Our first activity when we arrived at The Royal Gunpowder Mills was when we went to the toyshop. We learnt that the poor children had to make toys. They used wooden dolly pegs and they cut up tatty old dusty clothes
After we visited the toyshop, we went to the seaside and got nice and tanned. The rich used to walk around and glide in tight corsets for fashion. This was called promenading. The ladies waists were 40cm round. All their ribs broke, they got hot and fainted. All of their insides were squashed and they couldn’t sit, speak or breathe properly. They also had 1 penny for a lick of ice-cream out of a little glass jar with a small top. They also said that they had a dipper at the beach, who was paid to push their heads under the salty water, because they thought that salt was healthy and good for them. I felt sorry for the poor because they had no pennies or half pennies for a delicious, scrumptious lick of ice-cream.

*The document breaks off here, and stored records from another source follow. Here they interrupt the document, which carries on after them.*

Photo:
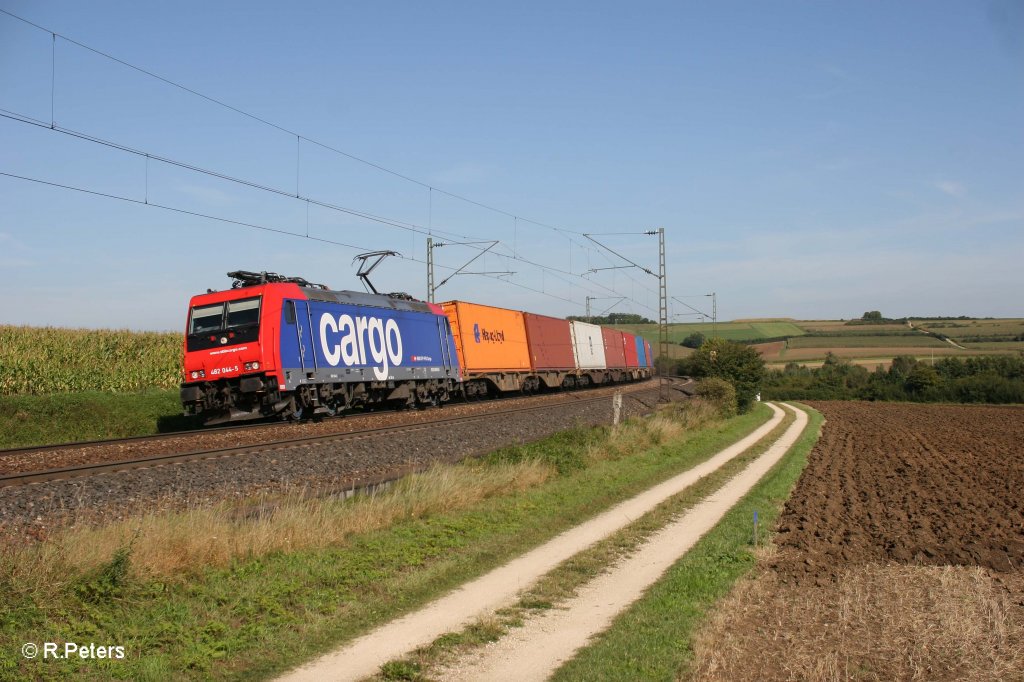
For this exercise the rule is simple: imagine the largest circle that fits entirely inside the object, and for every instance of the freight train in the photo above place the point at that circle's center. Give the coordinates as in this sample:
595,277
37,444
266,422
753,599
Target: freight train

Once we had finished our lunch we went to the Workhouse to earn 15 pennies to buy ou rself nice cabbage soap. I was a shoe shiner and I had a tiny piece of polish on a brush to clean a shoe, which had dust and dirt over the top. I was so shocked when I heard that the children worked from age 7 and over and that they worked 11-12 hours every day from early in the morning until very late at night. When I was scrubbing the shoes I had pain running through my back, hands, neck and arms, running through like a shivering river.
Finally we went to a Victorian school; hard working on our A,B,C’s and 1,2,3. Learning on a blackboard and writing with white chalk. Teachers asked questions, however you had to stand up to and answer the teacher politely, “Yes maam” we shouted. If you were naughty, you would have been whacked with the cane or stood facing the wall wearing a cone pointy hat.